Oregon Health and Science University analyzed data from about 4,000 women using the Natural Cycles fertility tracking app. Of these, 2.4 thousand received both doses of one of the mRNA vaccines (Pfizer or Moderna), another 1.5 thousand participants were not vaccinated. Scientists managed to obtain data on three consecutive cycles before vaccination and three more after vaccination, they were compared with information on six menstrual cycles in unvaccinated participants.
The researchers found that in vaccinated women, the interval between periods increased by an average of one day after the first component of the vaccine. At the same time, the duration of bleeding did not change. According to scientists, these fluctuations are within normal limits and are not a pathology. In addition, for most of the participants, the increase in the menstrual cycle was temporary.
“These results provide the first opportunity for women to understand what to expect from a COVID-19 vaccination so they can plan their lives accordingly,” the authors said.

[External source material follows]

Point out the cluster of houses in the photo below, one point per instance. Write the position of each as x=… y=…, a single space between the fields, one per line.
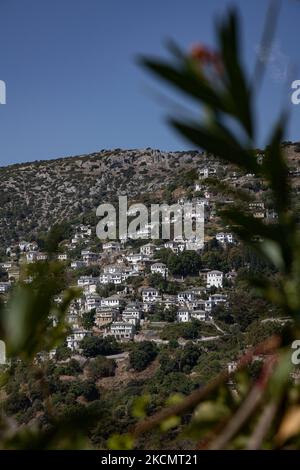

They noted that this study was one of the first of its kind, since the effect of various vaccines (and not only from coronavirus) on the menstrual cycle has not been studied before.
In the near future, scientists intend to focus on assessing the relationship of vaccination with other characteristics of menstruation: the intensity of bleeding, changes in mood, weight and pain.
The nonprofit health care system Northwestern Medicine previously discovered that the stress of the pandemic has a negative impact on the menstrual cycle in women. Most of the study participants reported changes in the duration of the menstrual cycle (50%), the duration of the period (34%), as well as various premenstrual symptoms that were not there before.
The most important finding was that longer menstrual periods and heavy bleeding were associated with the highest rates of stress and depression experienced. The more stressed and depressed a woman is, the more likely it is that it will affect her reproductive health, scientists say.